We will be looking into a dataset I personally like, the tripdata dataset published by citibike of their trips. Specifically, we will look at the data corresponding with December 2023 and look at the most popular start and end location for electric bikes (e-bikes).

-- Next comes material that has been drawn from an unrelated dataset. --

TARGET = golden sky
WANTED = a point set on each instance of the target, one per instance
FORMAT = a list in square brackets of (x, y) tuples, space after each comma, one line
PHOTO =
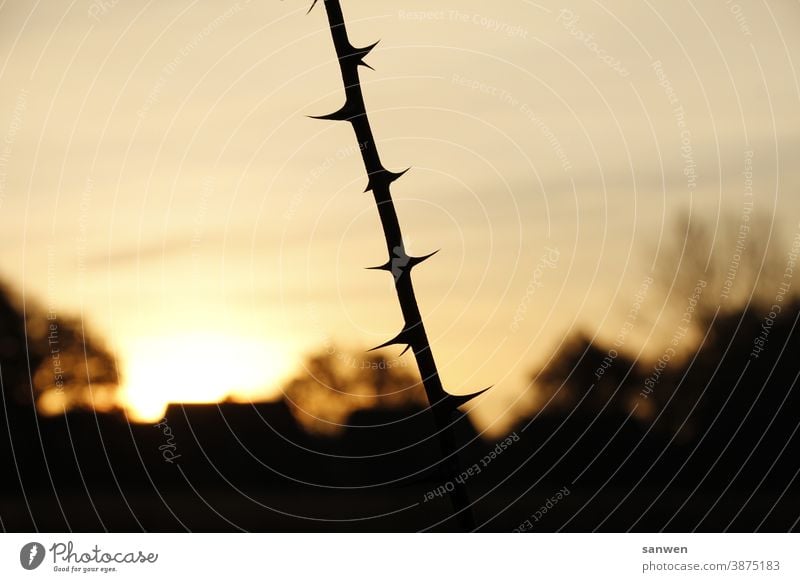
[(159, 176)]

This data is not natively available online as a delimited file, so we will need to follow the below instructions to be able to access this dataset as a dataframe:
This dataset can be found at the url below: https://s3.amazonaws.com/tripdata/index.html
We will be using the ‘202312-citibike-tripdata.csv.zip’ dataset.
file_name <- "202312-citibike-tripdata.csv"
zip_file_name <- paste(file_name, ".zip", sep="")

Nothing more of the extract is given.